Дмитрий похлопал Диму по литой башке, похожей на башню танка: «Учись, дурень, доктором наук станешь». Положил самую большую глыбу под раскачивающейся гусеницей. Дима выжидающе посмотрел на Дмитрия, и тот нетерпеливо вспрыгнул, патетическим жестом воздел руки к гусенице.

Муравьи метнулись к нему, Дмитрий полетел кубарем вместе с глыбами пирамиды. Саша язвительно хохотала, но Дмитрий, поднявшись, сообщил неунывающе:

– В моей группе парни сообразительные! Не таких натаскивал. Как-то дали мне стадо допризывников…

Пока он рассказывал о педагогических талантах, муравей Дима попрыгал без толку под лакомством, вернулся к людям.
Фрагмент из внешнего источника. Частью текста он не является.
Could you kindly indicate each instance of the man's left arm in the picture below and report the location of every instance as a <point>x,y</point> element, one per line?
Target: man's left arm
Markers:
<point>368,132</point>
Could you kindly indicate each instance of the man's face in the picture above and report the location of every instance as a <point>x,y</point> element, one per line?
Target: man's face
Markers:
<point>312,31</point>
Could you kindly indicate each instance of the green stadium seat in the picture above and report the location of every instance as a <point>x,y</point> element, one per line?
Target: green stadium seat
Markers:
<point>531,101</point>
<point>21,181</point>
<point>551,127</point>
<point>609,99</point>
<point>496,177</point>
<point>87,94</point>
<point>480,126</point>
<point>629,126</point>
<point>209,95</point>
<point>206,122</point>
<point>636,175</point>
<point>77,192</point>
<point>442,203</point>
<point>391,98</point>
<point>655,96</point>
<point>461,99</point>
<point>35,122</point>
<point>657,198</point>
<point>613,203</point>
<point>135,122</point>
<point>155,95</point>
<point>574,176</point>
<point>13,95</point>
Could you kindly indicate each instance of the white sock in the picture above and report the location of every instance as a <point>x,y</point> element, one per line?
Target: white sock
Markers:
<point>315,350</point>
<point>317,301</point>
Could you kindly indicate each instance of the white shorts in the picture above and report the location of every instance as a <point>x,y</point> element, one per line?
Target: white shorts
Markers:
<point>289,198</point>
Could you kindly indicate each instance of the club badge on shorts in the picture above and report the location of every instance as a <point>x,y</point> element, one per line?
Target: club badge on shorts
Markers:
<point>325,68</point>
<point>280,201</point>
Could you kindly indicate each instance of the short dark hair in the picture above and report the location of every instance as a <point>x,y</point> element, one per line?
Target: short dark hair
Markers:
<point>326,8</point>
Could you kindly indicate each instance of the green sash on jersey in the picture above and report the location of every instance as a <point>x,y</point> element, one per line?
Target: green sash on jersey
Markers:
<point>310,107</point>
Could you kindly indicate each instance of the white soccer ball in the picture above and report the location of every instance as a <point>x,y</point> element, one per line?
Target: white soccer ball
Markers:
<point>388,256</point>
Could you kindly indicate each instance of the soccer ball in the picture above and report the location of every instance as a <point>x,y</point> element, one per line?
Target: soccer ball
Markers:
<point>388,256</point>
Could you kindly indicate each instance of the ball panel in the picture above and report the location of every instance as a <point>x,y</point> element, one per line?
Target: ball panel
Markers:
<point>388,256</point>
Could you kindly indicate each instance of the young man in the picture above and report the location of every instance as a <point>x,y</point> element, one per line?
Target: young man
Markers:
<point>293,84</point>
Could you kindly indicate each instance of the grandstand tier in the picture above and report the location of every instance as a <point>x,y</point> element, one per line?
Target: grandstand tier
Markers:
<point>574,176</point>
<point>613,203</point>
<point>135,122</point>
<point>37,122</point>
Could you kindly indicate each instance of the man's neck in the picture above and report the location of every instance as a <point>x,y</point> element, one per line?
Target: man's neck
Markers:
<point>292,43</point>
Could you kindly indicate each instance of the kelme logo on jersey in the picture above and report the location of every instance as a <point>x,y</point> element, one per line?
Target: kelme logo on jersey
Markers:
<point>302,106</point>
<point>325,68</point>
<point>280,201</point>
Возможно, тоже привлеченный рассказом тренера и необходимостью исследовать новые явления. Между сяжек у муравья Димы сидел крохотный муравьиный кузнечик, он деловито покусывал Диму за нижний членик антенны. Дима довольно двигал сяжками, выгибал шею, чуть ли не прикрывая глаза от удовольствия.

Вдруг кузнечик щелкнул задними лапками. Дмитрий не успел отшатнуться, как маленькое чудовище ляпнулось ему на голову. Кузнечик тут же лягнул его по уху крепкими лапами, прыгнул обратно. Ксеркс угрожающе раздул брюшко, недовольно глядя на людей, но кузнечик устроился на прежнем месте, и Дима снова вернулся к нормальным размерам. В мощных челюстях кузнечика, непривычно огромных для такого маленького монстрика, бился отвратительный клещ с раздутым от крови брюшком.

Дмитрий недоверчиво потрогал шею. Пальцы нащупали вздутость. Саша повернула его к себе спиной, ахнула, увидев кровавую гематому.

– Как же он… – проговорил Дмитрий растерянно. – Так бы и всего высосал, а я бы и ухом не повел?

– Побрызгал анестезином? – предположила Саша шутливо, но глаза ее были испуганными. Теперь она ощупала собственную шею, пустила пальцы по всему телу, свободному от корсета. – Или еще как?